In einem gewerblichen Nutzgeflügelbestand im Landkreis Märkisch-Oderland ist der Geflügelpesterreger H5N8 (Vogelgrippe/Geflügelpest) nachgewiesen worden. Auf Anordnung des zuständigen Veterinäramtes müssen insgesamt etwa 16.600 Mastenten getötet und unschädlich beseitigt werden. Es ist der sechste Fall von Geflügelpest in einem Nutzgeflügelbestand innerhalb weniger Wochen im Land Brandenburg.

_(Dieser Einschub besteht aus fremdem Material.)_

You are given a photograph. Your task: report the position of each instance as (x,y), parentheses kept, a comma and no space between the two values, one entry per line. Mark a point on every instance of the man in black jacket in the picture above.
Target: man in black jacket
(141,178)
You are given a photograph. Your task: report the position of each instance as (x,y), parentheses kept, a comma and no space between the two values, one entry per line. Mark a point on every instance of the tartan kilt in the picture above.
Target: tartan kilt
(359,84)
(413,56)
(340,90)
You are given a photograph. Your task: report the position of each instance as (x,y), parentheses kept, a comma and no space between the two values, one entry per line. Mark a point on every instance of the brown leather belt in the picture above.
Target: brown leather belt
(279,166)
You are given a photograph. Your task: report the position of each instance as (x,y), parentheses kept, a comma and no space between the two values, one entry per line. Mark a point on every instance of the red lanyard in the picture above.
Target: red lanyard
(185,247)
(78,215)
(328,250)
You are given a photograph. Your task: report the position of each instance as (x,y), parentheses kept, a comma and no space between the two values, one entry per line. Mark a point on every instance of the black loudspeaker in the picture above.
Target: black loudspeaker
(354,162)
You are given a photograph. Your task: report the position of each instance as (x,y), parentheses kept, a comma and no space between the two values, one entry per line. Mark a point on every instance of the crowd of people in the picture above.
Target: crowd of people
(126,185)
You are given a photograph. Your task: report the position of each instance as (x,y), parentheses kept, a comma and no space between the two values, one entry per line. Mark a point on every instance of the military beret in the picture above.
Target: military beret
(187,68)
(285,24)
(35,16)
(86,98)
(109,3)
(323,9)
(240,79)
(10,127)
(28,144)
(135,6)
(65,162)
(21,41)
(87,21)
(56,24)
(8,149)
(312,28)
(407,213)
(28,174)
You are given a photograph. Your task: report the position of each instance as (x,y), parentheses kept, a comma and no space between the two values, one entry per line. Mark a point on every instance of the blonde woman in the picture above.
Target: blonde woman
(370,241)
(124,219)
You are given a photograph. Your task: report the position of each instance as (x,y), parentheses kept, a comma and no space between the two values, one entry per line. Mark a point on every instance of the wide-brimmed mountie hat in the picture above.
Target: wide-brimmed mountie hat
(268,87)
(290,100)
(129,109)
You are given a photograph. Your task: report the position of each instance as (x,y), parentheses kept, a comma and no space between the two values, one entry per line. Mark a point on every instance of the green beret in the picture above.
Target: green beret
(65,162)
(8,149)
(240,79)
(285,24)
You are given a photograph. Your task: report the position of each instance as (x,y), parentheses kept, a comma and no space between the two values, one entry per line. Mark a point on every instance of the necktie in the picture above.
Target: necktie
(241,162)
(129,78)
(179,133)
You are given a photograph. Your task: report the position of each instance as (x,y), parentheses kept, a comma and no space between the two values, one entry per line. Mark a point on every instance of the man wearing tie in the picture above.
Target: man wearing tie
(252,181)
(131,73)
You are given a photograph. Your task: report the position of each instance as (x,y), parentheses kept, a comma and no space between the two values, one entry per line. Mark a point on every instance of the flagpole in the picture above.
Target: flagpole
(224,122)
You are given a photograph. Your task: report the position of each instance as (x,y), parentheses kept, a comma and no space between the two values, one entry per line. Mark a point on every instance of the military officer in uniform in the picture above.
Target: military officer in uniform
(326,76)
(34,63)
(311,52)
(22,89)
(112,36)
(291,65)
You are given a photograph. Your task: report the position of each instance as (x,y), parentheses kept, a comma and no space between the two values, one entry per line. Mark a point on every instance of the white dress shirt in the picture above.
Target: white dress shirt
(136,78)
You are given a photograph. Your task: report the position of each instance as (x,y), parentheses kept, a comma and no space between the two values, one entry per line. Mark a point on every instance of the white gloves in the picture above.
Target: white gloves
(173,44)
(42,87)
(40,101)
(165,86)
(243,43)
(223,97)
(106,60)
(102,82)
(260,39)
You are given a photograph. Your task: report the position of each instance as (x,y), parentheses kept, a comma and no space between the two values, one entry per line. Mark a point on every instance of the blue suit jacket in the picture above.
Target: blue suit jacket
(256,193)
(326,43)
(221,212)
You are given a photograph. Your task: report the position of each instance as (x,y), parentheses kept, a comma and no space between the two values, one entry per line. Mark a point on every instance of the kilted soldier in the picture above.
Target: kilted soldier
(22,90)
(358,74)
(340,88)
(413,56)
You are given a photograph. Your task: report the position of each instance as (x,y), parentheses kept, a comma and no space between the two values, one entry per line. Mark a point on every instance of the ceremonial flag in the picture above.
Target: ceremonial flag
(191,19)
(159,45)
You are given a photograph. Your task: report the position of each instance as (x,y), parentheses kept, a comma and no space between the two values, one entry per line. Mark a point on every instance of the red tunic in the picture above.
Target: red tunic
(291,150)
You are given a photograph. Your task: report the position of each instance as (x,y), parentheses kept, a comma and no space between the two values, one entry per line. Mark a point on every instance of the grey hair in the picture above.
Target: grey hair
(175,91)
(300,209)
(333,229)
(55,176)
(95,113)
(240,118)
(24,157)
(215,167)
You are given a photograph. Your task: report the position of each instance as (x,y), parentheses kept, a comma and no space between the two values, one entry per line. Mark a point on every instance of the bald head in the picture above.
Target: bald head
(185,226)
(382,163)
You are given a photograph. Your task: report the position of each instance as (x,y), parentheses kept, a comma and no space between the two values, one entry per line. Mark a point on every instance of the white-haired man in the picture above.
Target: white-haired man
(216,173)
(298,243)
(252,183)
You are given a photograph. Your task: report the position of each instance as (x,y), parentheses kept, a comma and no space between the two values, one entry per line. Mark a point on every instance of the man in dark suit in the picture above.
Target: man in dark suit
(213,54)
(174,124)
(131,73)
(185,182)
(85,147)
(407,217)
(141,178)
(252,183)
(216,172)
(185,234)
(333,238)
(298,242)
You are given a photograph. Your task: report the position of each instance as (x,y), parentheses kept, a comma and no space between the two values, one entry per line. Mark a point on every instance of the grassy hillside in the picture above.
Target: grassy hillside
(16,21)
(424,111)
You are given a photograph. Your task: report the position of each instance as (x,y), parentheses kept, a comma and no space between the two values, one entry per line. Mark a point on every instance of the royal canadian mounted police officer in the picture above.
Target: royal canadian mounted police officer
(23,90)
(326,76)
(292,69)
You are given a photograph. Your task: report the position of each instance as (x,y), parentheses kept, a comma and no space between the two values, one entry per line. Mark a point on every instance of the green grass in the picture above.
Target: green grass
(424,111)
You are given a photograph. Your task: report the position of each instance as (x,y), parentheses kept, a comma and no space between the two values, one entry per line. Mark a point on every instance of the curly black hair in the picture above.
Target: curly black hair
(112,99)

In dem Entenbestand waren erhöhte Verluste aufgetreten. Das Aviäre Influenzavirus vom Subtyp H5N8 wurde vom Landeslabor Berlin-Brandenburg festgestellt und vom nationalen Referenzlabor, dem Friedrich-Loeffler-Institut bestätigt.

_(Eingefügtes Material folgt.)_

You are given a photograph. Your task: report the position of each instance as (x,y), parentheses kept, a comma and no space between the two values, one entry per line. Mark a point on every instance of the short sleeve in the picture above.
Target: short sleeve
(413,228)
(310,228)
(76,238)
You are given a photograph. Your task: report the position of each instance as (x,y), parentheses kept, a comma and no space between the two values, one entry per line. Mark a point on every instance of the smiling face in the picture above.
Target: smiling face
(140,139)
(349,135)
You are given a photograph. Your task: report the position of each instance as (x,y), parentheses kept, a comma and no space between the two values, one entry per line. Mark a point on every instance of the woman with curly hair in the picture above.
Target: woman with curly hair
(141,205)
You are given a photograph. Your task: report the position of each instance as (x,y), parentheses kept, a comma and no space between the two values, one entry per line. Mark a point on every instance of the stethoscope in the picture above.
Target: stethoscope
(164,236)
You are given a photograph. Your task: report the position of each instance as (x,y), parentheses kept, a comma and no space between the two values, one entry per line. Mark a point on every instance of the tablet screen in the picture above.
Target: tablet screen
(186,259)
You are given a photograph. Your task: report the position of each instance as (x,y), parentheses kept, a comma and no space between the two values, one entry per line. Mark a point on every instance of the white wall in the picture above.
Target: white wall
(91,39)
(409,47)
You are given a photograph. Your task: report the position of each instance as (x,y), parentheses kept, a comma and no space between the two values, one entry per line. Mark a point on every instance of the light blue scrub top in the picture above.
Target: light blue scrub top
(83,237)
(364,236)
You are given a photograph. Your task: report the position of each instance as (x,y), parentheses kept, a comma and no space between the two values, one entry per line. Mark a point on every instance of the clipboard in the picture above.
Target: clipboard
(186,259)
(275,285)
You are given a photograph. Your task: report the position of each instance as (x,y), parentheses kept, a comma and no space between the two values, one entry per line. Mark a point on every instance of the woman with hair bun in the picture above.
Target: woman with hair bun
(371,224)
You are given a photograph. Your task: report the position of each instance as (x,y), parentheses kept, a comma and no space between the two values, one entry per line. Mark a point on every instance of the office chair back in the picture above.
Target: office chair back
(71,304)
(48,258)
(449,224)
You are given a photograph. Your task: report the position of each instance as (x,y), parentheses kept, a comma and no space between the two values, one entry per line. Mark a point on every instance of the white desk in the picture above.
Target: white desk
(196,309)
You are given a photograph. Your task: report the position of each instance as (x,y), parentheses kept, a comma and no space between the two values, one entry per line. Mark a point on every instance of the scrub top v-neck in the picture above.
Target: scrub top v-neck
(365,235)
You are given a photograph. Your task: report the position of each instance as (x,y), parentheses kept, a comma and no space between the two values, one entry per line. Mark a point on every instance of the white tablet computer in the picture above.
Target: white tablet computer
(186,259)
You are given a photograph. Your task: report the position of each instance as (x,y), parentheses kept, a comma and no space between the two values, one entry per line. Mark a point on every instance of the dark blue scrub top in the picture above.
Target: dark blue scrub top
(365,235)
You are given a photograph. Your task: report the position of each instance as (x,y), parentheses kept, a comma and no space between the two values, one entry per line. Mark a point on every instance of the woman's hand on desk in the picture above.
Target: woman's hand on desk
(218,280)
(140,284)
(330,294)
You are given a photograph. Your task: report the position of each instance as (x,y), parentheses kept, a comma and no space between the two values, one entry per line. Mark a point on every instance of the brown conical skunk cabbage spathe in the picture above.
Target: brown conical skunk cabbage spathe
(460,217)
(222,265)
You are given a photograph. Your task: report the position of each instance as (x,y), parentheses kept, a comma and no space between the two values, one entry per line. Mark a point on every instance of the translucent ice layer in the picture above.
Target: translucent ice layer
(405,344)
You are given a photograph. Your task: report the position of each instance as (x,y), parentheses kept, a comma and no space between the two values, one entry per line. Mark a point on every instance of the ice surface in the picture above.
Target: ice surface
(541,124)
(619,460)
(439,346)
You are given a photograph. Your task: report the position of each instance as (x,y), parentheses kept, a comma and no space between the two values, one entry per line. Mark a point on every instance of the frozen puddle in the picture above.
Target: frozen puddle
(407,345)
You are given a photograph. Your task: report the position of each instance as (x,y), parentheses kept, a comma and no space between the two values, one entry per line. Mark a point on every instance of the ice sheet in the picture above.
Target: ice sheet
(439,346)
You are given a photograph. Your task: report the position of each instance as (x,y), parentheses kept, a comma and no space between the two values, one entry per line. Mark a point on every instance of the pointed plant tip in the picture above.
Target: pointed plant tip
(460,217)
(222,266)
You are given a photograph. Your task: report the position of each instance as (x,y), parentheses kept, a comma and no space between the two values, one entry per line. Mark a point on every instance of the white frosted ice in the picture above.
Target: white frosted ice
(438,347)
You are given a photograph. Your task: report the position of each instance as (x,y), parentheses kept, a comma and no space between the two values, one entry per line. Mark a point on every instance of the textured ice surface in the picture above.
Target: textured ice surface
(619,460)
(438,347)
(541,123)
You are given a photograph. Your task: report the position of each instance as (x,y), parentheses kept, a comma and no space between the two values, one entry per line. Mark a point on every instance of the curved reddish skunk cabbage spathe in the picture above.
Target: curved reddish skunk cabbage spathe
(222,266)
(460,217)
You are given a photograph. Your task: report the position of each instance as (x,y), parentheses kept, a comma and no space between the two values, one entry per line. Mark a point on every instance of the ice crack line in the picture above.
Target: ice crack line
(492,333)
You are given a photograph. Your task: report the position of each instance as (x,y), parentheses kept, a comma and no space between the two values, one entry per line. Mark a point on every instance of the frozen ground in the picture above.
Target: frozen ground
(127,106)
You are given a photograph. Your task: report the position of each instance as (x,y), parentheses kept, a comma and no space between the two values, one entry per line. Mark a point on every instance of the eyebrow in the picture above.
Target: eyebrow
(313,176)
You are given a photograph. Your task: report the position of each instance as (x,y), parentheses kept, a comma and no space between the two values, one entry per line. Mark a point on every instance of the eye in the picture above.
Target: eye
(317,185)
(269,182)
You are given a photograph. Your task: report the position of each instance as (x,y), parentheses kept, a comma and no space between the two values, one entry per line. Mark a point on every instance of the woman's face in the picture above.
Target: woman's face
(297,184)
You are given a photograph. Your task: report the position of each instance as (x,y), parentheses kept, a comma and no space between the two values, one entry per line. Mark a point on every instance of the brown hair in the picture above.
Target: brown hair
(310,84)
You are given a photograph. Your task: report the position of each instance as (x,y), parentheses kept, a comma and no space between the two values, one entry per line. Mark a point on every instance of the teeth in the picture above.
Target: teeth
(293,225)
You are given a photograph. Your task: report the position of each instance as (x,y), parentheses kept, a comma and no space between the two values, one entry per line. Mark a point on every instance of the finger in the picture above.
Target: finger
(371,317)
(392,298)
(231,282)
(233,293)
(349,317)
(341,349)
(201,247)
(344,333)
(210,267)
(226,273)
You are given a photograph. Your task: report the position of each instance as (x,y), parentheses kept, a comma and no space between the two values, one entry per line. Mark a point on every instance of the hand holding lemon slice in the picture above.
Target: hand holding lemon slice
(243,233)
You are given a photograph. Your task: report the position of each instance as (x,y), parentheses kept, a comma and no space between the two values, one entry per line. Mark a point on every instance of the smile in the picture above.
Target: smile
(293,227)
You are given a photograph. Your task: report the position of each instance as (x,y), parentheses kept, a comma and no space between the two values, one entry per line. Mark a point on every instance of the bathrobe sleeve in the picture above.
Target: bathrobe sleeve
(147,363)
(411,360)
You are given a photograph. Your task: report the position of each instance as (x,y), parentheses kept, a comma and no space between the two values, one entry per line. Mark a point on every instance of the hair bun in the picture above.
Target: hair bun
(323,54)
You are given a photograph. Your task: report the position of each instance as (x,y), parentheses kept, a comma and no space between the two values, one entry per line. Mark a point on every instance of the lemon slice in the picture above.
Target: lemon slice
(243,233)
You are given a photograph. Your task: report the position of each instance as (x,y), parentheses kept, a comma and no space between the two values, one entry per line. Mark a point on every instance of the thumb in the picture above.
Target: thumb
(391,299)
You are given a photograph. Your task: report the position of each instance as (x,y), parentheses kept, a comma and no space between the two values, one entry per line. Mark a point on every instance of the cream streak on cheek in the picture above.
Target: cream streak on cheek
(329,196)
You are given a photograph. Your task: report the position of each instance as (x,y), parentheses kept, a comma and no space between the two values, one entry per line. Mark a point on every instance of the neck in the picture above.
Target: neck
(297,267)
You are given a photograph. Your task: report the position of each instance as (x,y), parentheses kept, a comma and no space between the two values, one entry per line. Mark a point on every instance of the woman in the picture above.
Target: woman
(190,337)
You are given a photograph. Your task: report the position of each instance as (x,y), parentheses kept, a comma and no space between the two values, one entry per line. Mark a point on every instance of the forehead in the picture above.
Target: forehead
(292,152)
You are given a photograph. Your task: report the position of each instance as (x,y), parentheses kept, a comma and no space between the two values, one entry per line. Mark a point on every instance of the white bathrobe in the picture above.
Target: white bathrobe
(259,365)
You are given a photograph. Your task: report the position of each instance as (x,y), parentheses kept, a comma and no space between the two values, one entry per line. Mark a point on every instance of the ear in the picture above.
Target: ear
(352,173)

Verbraucherschutzministerin Ursula Nonnemacher: „Mit Sorge beobachte ich die aktuelle Häufung der Fälle. Wegen des Kälteeinbruchs der vergangenen beiden Wochen haben sich Wildvögel verstärkt aus den Küstenregionen ins Landesinnere und damit auch nach Brandenburg zurückgezogen. Wir vermuten, dass damit die Gefahr einer weiteren Verbreitung der Geflügelpest gestiegen ist. Ich bitte deshalb alle Geflügelhalter – egal ob gewerbliche oder Hobbyhaltung - um höchste Wachsamkeit. Die Gefahr einer weiteren Ausbreitung des Erregers und eines Eintrags in Nutzgeflügelhaltungen und Vogelbestände in zoologischen Einrichtungen ist sehr hoch. Jeder Kontakt zwischen Wildvögeln und Nutzgeflügel ist unbedingt zu vermeiden, die seit dem 13. Dezember 2020 in Risikogebieten geltende Stallpflicht ist konsequent zu beachten.“

Aufruf an Geflügelhalter 

Auch der Geflügelwirtschaftsverband Brandenburg ruft alle Geflügelhalter dazu auf, die Biosicherheit zu überprüfen und gegebenenfalls zu optimieren. Wildvögeln muss der Zugang zu Futter, Einstreu und weiteren Gegenständen versperrt werden. Tiere dürfen nicht mit Oberflächenwasser getränkt werden, zu dem Wildvögel Zugang haben.